AFP - Oct 29, 2007
World oil prices surged to historic highs Friday, breaching $92 for the first time in New York on rising tension in crude-rich Iran and tight US energy supplies, analysts said.
"Now that oil is in the 90s, it is much easier to reach $100. Anything can happen in this market," Astmax fund manager Tetsu Emori said.
New York's main futures contract, light sweet crude for delivery in December, soared to a record-high $92.22 per barrel. It later stood at $91.44, a rise of $0.98 from Thursday's close.
In London, Brent North Sea crude for December delivery struck an all-time pinnacle of $89.30 per barrel Friday. It later stood at $88.14, up $0.66.
Crude futures have rocketed by about $10 in only a month and by $30, or 50 percent, in a year.
"Supply tightness and developments surrounding Iran remain the focus of attention," Sucden analyst Michael Davies said Friday.
The United States on Thursday escalated tensions over Iran's nuclear program and alleged backing for terrorism with a raft of new sanctions against the Islamic Republic's military and banks. Iran denounced the sanctions as illegal and "doomed to failure," but US Secretary of State Condoleezza Rice said Washington was well within its rights.
Crude futures had leapt by more than $3 on Thursday in reaction to the news, before extending their gains Friday.
Sucden's Davies, meanwhile, added that oil prices were winning support from a weak dollar, which makes commodities priced in the US currency cheaper for buyers using stronger units.
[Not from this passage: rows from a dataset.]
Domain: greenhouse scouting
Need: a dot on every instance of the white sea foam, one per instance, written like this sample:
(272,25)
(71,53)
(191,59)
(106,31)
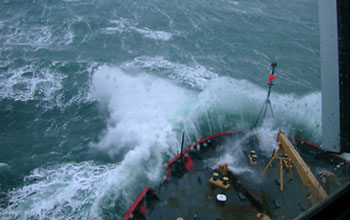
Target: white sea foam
(196,76)
(143,109)
(67,191)
(38,36)
(153,34)
(30,83)
(125,25)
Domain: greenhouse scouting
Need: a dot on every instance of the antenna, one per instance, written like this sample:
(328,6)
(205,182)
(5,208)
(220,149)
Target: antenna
(182,144)
(267,104)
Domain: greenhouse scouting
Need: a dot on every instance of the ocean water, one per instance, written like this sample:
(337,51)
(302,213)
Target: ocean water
(95,94)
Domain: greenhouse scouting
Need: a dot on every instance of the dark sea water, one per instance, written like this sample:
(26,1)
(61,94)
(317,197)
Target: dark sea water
(95,94)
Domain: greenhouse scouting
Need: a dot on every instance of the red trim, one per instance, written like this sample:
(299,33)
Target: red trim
(195,144)
(136,202)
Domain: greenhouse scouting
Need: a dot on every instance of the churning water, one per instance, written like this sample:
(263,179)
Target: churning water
(95,94)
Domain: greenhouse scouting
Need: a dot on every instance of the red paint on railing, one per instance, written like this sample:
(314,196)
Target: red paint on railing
(195,144)
(136,202)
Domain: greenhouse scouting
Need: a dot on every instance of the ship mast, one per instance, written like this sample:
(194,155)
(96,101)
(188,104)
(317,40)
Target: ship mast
(267,104)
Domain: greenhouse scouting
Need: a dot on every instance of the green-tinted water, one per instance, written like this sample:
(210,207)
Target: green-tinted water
(94,95)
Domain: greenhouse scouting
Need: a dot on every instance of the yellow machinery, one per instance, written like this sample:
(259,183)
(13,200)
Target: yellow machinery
(292,156)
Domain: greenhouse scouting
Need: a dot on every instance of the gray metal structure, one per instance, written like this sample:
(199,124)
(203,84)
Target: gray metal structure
(335,76)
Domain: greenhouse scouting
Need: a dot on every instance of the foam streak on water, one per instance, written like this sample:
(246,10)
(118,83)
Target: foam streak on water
(94,95)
The dollar slumped to a record low against the euro on Friday after poor US economic data heightened expectations of a fresh cut to US interest rates next week, dealers said.
In early European trade, the euro struck $1.4375 - the highest level since the single currency's creation in 1999.
Astmax fund manager Emori added that oil prices were also being supported by OPEC's hesitance to increase production and rising tensions elsewhere in the Middle East.
Iraqi ministers held crisis talks Friday seeking to persuade an increasingly impatient Turkey against launching military strikes against rebel Kurd bases in northern Iraq, which is an oil-producing region.
The talks broke up after 90 minutes, but Iraqi Defense Ministry spokesman Muhammed Askeri said the meeting had produced "positive" results.
Another factor pushing up oil prices are tight energy supplies in the United States, the biggest consumer of energy.
The US Energy Information Administration (EIA) said Wednesday that stockpiles of crude had plunged by 5.3 million barrels in the week ending October 19. The market had expected a gain of 960,000 barrels.
Inventories of US distillates, which include diesel and heating fuel, sank by 1.8 million barrels last week.
The data from the EIA confounded market expectations for a rise of 275,000 barrels.
Heating fuel stocks are a key market focus because demand usually surges during the northern hemisphere winter.
Compared with a year ago, distillates stocks are 7.6 percent lower and crude reserves are down 5.9 percent.
"The market has advanced on continuing fears that the winter will see greater tightness in the market, a fear heightened by Wednesday's shocking EIA numbers," Bank of Ireland analyst Paul Harris said Friday.
He added that the disruption to Mexican oil exports on account of bad weather was prompting concerns that next week's data would show further declines to energy inventories in the United States.
At the start of the week, oil prices had actually slumped amid fears that a slowing US economy would dampen global demand for energy.